Значит, надо спасти еще и десятки миллионов китайцев, подумал Виктор. Будет, как "культурная революция", а то и похуже, "как Пол Пот Кампучию". Одни члены мирового сообщества изобретают технику массового убийства, другие просто забивают палками, как собак. Долбаное мировое сообщество.




- Вы считаете наше поражение возможным? - спросил он.


- Мы потому и существуем, как страна, потому что считаем поражение возможным и ищем средства его избежать... Скажите, а у вас там, в будущем действительно все так плохо?


- Что именно?


- Вас не удивляет, что братский народ может предать.


- Братские народы только и делают, что предают. Человечество научилось зомбировать массы. Можно было все это не рассказывать. Нас не отгеноцидили, но... Вот я пожил тут всего ничего, но мне все равно, действительно ли нас американцы отстреливать тут хотят или это ваша пропаганда, и они просто хотят навязать нам свой строй и менталитет. Не получится у них нас переделать, и рано или поздно они придут к выбору - либо признать нас равными себе, либо уничтожать с маской приличия и чтобы самим в крови не запачкаться. Короче: что и как я должен делать?




- Давайте по порядку. По легенде, у нас нет ваших вещей. Пусть БНД и ЦРУ считают друг друга обманщиками. Вы для нас - всего лишь странная личность с необычными способностями. "Интерпроект" - это созданный при Косыгине небольшой научный городок, где изучают, точнее, пытаются изучать различные непознанные феномены вместе со специалистами из других стран.
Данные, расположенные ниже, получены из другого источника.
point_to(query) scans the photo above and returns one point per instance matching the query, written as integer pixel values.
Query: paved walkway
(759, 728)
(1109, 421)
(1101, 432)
Выезд иностранцев за пределы городка ограничен. В "Интерпроекте" под видом ученых и их персонала также работает агентура различных западных спецслужб - собирают данные о наших представителях науки, командируемых с различных предприятий и учреждений, пытаются входить в доверие, следят, не разболтает ли секретные сведения, ищут пути для вербовки. Официально вас будут изучать только наши, а потом обсуждать с зарубежными коллегами.
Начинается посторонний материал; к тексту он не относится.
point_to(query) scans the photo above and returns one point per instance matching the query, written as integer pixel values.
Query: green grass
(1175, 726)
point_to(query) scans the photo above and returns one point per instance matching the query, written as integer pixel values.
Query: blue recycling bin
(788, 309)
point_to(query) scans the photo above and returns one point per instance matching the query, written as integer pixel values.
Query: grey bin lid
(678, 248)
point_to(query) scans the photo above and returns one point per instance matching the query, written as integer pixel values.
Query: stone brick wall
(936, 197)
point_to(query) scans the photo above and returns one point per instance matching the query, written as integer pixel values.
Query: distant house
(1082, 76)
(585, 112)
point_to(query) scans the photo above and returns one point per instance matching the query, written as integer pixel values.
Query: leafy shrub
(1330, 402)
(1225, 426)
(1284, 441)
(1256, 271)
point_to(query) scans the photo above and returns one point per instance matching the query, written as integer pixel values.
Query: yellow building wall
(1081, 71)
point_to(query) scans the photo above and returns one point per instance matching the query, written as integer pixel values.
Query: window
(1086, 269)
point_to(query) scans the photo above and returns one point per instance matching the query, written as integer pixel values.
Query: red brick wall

- В общем, гадюшник. Как туда безопасно добраться?


- Туда ходит только служебный транспорт. Выйдете из вокзала, пройдете налево, через дорогу подойдете к вестибюлю метро Арбатско-Филевской линии, что в сквере. К вам приблизится человек в пальто и кепке, спросит: "До Семенихинской фермы кому?" Вы ответите - "Мне в Ново-Знаменку". Он укажет вам человека, к кому подойти. Подойдете, спросите: "Вы, случайно, не до Ново-Знаменки едете?" Ответ - "До шлагбаума подброшу". Вы: "А сколько возьмете?". Он "Да сколько не пожалеете. Бензин казенный.". Идете вместе с ним, он довозит до проходной. Там предъявляете паспорт и командировочное, вахтер звонит по телефону, подойдет сотрудник института, расскажет, куда идти.




"Квест в натуре".




- И к чему там готовиться? С кем можно контактировать, с кем нельзя?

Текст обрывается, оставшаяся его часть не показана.